Wat ik onder welbevinden op school versta*

     U vraagt mij wat ik denk van leerlingenwelbevinden op school. Dat is een controversieel onderwerp. En als een onderwerp controversieel is, heb ik er een mening over. Oké dan, dít is wat ik denk van welbevinden op school.
     Als u onder welbevinden op school verstaat, de eeuwige verwennerij, de nooit aflatende betutteling, de eindeloze debilisering, waarbij leerstof door spelletjes, en aandachtig opletten door groepswerkgetater en debatjes wordt vervangen; als u onder welbevinden verstaat dat de klas eruitziet als een cyberkroeg met bartafeltjes en zithoeken, waar niet het bier en de sterkedrank, maar de punten rijkelijk vloeien; als u bedoelt dat de kinderen pantoffeltjes aantrekken vooraleer te lezen uit boekjes die ‘aansluiten bij hun leefwereld’; als u bedoelt dat pen en potlood wijken voor hersenloos getik en geschuif op een iPad; als u bedoelt dat het schoolkind ‘gecoacht’ wordt als was het een voetballertje of een danseresje, in plaats van onderricht te worden in een schools vakgebied; dat dat schoolkind niet met vaste hand wordt geleid naar en op het nauwe pad der kennis, maar losgelaten en losgeslagen vanzelf vaardigheden en vaardigheidjes dient te verwerven; dat het niets moet wéten omdat het alles kan opzoeken; dat huiswerk en examens worden afgeschaft om bij teleurstellende cijfers de erbij horende teleurgestelde blikken en traantjes te vermijden – als u dát bedoelt met welzijn op school, dan ben ik er helemaal tégen.

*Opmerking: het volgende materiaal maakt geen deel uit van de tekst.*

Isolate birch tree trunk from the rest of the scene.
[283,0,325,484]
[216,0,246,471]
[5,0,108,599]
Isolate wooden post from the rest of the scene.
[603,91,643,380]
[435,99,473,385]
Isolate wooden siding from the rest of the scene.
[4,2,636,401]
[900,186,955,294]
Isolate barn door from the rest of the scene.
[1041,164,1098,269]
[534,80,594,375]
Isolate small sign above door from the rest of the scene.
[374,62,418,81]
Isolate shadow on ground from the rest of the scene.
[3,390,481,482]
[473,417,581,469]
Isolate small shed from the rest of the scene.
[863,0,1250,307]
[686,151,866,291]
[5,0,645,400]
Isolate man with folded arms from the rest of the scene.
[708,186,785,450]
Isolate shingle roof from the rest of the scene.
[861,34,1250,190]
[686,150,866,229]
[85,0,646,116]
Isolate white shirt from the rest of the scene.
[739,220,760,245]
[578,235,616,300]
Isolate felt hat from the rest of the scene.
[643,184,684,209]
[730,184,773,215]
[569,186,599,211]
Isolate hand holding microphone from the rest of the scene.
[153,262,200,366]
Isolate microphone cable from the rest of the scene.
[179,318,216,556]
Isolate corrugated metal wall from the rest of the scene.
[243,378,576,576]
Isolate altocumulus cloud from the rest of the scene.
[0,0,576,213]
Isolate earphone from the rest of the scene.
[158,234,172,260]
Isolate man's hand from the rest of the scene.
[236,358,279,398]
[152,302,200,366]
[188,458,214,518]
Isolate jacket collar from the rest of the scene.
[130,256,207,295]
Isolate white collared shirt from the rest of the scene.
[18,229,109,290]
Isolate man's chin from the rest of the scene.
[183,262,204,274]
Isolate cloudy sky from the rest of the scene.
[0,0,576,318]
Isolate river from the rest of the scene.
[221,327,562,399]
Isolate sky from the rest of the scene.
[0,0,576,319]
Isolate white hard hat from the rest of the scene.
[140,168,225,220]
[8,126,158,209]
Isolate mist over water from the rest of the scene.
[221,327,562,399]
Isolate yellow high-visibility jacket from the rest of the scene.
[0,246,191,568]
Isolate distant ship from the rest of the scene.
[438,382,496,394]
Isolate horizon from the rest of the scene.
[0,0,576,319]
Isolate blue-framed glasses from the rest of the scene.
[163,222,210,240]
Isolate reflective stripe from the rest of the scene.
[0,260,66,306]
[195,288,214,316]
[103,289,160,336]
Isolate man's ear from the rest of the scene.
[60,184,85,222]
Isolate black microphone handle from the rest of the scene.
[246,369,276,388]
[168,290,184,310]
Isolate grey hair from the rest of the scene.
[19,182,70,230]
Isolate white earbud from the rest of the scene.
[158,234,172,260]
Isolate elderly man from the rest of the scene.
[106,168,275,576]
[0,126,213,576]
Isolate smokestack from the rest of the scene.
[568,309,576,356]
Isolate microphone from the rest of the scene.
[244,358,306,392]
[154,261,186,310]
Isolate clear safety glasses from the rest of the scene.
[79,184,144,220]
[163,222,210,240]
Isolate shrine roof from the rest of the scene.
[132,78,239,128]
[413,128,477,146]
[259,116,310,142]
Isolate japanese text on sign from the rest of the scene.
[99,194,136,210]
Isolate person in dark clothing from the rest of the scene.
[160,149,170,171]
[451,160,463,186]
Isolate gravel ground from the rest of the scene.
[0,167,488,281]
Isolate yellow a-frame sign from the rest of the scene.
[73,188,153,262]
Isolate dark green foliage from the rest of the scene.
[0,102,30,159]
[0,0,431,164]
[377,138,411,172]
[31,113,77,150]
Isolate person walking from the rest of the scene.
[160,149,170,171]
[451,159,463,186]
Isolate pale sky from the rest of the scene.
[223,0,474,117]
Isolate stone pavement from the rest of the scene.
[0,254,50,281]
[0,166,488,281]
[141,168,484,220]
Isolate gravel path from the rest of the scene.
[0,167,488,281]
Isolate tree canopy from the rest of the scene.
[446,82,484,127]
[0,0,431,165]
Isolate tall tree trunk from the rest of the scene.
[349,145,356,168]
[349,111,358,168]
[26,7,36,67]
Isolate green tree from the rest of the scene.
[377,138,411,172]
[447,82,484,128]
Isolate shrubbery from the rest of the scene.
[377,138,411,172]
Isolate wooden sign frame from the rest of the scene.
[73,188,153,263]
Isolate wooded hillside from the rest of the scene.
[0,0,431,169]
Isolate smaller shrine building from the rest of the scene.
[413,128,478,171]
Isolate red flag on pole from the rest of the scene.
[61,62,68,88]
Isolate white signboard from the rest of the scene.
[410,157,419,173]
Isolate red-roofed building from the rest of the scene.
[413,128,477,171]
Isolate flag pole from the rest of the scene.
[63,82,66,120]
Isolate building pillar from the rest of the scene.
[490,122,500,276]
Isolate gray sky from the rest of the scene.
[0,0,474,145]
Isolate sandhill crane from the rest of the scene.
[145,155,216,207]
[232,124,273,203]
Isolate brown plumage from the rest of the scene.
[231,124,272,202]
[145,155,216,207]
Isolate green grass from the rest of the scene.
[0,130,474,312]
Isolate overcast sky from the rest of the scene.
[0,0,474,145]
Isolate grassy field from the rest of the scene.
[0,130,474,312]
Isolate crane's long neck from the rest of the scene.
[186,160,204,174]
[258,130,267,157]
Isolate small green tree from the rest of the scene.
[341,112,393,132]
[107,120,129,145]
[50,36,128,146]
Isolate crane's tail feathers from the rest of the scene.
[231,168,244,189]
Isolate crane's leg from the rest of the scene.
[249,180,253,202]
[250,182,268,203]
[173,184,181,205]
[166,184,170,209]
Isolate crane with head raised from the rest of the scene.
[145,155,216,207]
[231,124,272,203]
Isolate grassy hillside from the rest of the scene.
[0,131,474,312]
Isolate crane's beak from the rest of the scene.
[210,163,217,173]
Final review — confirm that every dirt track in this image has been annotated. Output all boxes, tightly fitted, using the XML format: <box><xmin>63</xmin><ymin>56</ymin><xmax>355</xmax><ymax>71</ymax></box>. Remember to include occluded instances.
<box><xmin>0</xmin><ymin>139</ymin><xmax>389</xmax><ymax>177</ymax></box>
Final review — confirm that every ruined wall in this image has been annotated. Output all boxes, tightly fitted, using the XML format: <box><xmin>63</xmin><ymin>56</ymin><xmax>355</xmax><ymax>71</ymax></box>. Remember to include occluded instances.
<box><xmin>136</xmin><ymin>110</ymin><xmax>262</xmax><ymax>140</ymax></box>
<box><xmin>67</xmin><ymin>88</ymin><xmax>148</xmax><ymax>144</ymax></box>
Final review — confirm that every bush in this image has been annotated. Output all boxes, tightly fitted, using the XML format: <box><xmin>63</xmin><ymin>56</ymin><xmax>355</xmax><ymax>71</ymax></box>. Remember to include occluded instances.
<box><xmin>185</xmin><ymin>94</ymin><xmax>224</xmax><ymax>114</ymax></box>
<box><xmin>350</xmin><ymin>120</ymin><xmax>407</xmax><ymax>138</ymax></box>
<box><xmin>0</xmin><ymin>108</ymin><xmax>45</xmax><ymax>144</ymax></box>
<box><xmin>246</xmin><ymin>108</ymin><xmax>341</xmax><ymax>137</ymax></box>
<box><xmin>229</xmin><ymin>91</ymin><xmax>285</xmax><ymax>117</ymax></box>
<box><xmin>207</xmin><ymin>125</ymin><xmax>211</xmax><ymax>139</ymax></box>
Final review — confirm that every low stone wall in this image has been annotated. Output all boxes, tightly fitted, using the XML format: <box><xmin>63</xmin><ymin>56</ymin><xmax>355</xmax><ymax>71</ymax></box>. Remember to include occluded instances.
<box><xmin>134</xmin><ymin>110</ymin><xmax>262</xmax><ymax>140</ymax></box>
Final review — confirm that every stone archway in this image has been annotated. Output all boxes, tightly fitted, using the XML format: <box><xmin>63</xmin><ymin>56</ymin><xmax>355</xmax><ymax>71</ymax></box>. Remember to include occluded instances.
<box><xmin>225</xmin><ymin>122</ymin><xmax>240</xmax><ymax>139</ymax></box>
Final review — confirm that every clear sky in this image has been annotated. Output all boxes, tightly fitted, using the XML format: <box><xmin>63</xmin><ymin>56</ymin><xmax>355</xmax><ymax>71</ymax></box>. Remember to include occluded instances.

     Maar als u onder welbevinden op school verstaat, de vreugde van het leren, de trots op het geleerde, het zelfzekere meesterschap als gevolg van geduldig oefenen; als u onder welbevinden verstaat de opwindende ontdekking van wat zich búiten de eigen leefwereld bevindt, van wat níet komt aanwaaien: de wetten der natuur, de kennis van het menselijke lichaam, de boeiende rijkdom van het verleden, de schoonheid van de oude literatuur; als u onder welbevinden verstaat dat in een ordelijke klas al eens gelachen wordt;  dat anekdotes tot het vaste repertoire behoren en niet als ‘onwetenschappelijk’ worden weggezet; als u bedoelt dat de leraar Latijn zijn lange zinnen zó voorleest dat je ze haast begrijpt als je ze alleen maar hoort, en dat de lerares wiskunde de oefening zó uiteenzet dat het lijkt alsof je de oplossing zelf ook had kunnen vinden; dat vreemde talen worden aangereikt in grappige stukken proza, boeiende verhalen en ontroerende maar soepel lezende gedichten en dat daarbij in een brede boog wordt heengelopen om ‘zakelijke teksten’, vooral als die een ‘actuele’ of, erger nog, een ‘jongeren’-problematiek behandelen – als u dát bedoelt met welbevinden op school, dan ben ik er helemaal voor.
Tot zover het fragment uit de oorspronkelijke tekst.